Sticky, slippery, creepy, crackly crust: geologic, experimental, and analytical approaches to fault slip.

Wednesday, 24 February 2016: 12:25 PM
Nicholas W Hayman1, Luc Lavier1, Jacqueline E Reber2 and Karen Daniels3, (1)Institute for Geophysics, Austin, TX, United States, (2)Iowa State University, Ames, IA, United States, (3)NC State University, Raleigh, NC, United States
Abstract:
Geologic exposures of tectonic faults and shear zones exhibit a wide variety of structures, compositions, and pressure-temperature histories. Near-surface faults from systems as varied as relatively quiet low-angle detachment faults and seismically hazardous plate-boundary systems are filled with granular fault gouges. Materials from larger depths have mixtures of granular materials, veins, and products of diagenetic-to-metamorphic, diffusive processes. Materials exhumed from beneath orogens and deeper subduction-zone complexes are dynamically recrystallized, but also have syn-tectonic fractures and veins.
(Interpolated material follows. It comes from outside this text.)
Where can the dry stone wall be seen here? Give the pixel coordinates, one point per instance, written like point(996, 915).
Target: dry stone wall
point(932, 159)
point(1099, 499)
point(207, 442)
How many of the geological observations are consistent with a mechanism for slow-slip events (SSEs) via velocity-dependent frictional changes, effective stress variations (via fluid pressure fluctuations), and overall weak-fault regimes? And can the geologic record help us evaluate some of the unexplained temporal and spatial patterns of SSEs relative to large earthquakes, microseismicity, and tremor? Physical experiments and analytical solutions derived from first-principles have been invaluable in addressing these questions. Experiments illustrate that magnitude and periodicity of stick-slip events are sensitive to force-chain dynamics, which are in turn sensitive to packing density and boundary conditions for strain (i.e. dilation vs. constant volume shear). At higher temperatures, as materials are less and less granular and behave rather as continuous materials with a bulk viscosity, fractures can still propagate into shear zones. These semi-brittle regimes are well-described by analytical solutions for a forced damped oscillator, which predicts different magnitudes and time scales of creep events for different shear-zone widths and resistance to fracture. Extending this approach across different micromechanical regimes (including variable frictional and effective stress regimes) can maximize our use of the geologic record as both source of information and ground truth for geophysical deduction.